15 сентября 1935 года был принят закон “О защите германской крови и чести”. Он призван был служить как “искоренению” нечистой расы, так и воспитанию отдельного человека и всего народа в “духе чистоты расы и здорового наследия”[69]. Это был единственный закон в области брачного и семейного права, который был принят германским рейхстагом[70]. Все остальные законы были приняты имперским правительством.

Для принятия “расовых законов” рейхстаг приглашен был в Нюрнберг. Обнародование законов было проведено здесь на съезде национал-социалистической партии. Отныне заключение браков между евреями и гражданами государства с германской или родственной им кровью было запрещено. Мужчина, нарушивший этот закон, наказывался лишением свободы в тюрьме или каторгой, женщина подвергалась моральному осуждению фактически в форме остракизма или же как жертва “расового позора” она выставлялась на всеобщий позор.

Расовый закон о гражданстве от 15 сентября 1935 года устанавливал, что гражданином рейха является гражданин государства германской или родственной им крови и только он является единоличным носителем полных политических прав в масштабе закона[71].
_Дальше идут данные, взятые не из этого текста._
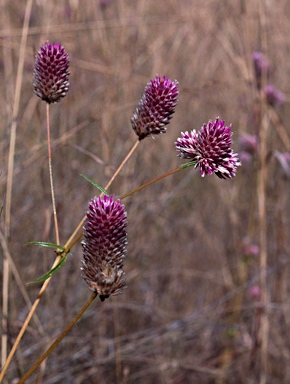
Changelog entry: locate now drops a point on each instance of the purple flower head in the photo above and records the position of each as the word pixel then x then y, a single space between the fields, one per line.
pixel 261 65
pixel 51 74
pixel 156 107
pixel 104 246
pixel 273 95
pixel 210 149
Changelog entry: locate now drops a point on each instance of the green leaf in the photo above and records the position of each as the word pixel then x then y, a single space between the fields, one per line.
pixel 95 184
pixel 190 164
pixel 44 244
pixel 51 272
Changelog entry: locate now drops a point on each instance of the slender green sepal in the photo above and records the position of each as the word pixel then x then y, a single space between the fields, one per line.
pixel 95 184
pixel 190 164
pixel 44 244
pixel 51 272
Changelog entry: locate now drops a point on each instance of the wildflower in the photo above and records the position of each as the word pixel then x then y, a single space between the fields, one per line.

Таким образом, в результате закона о гражданстве евреи были исключены из политической жизни, а в результате закона “о защите германской крови и германской чести” было осуществлено жестокое вмешательство в самую интимную область жизни, в образование межчеловеческих отношений. Расширение этой системы регулирования в области брачно-семейного права должно было преимущественно служить “расовой политике третьего рейха”[72].

Расизм и его разновидность антисемитизм были объявлены ядром государственной политики. Это объявление носило одиозный фашистский нормативный характер[73]. Расистская и антисемитская деформация, которая, прежде всего, характеризует фашистское брачное и семейное право, стала возможной лишь в результате активного участия в ней юридической науки, правосудия и законодательства (министерской бюрократии). На основе этой эффективной поддержки фашистской господствующей системе удалось создать самостоятельную систему регулирования в области брачного и семейного права с весьма ярко выраженным нацистским фашистским характером.

Расовое брачное, семейное законодательство фашистов было грубейшим попранием принципов правового государства, а именно – институтов гарантии свободы личности и правовой безопасности человека и гражданина.

На основании всего изложенного сделаем следующие выводы:

1. Национал-социалисты, широко использовав законные правовые демократические инструменты Веймарской конституции, довольно быстро разрушили Веймарское правовое государство.

Закон о полномочиях от 24 марта 1933 года одним ударом разрушил систему разделения властей. Он стал “основой основ” всего нацистского фашистского законодательства, играя при этом роль своеобразной конституции для переустройства всего государства. На данном законе под видом легальности покоилось все то, что облеченные неограниченными полномочиями власти Германии декретировали в течение 12 последующих лет.

2. Диктаторски управляемое государство возникло из либерального и социального, демократического права. Государственным принципом управления стал всеохватывающий принцип фюрерства, вождизма. Был совершен переход к абсолютистскому государству фюрера.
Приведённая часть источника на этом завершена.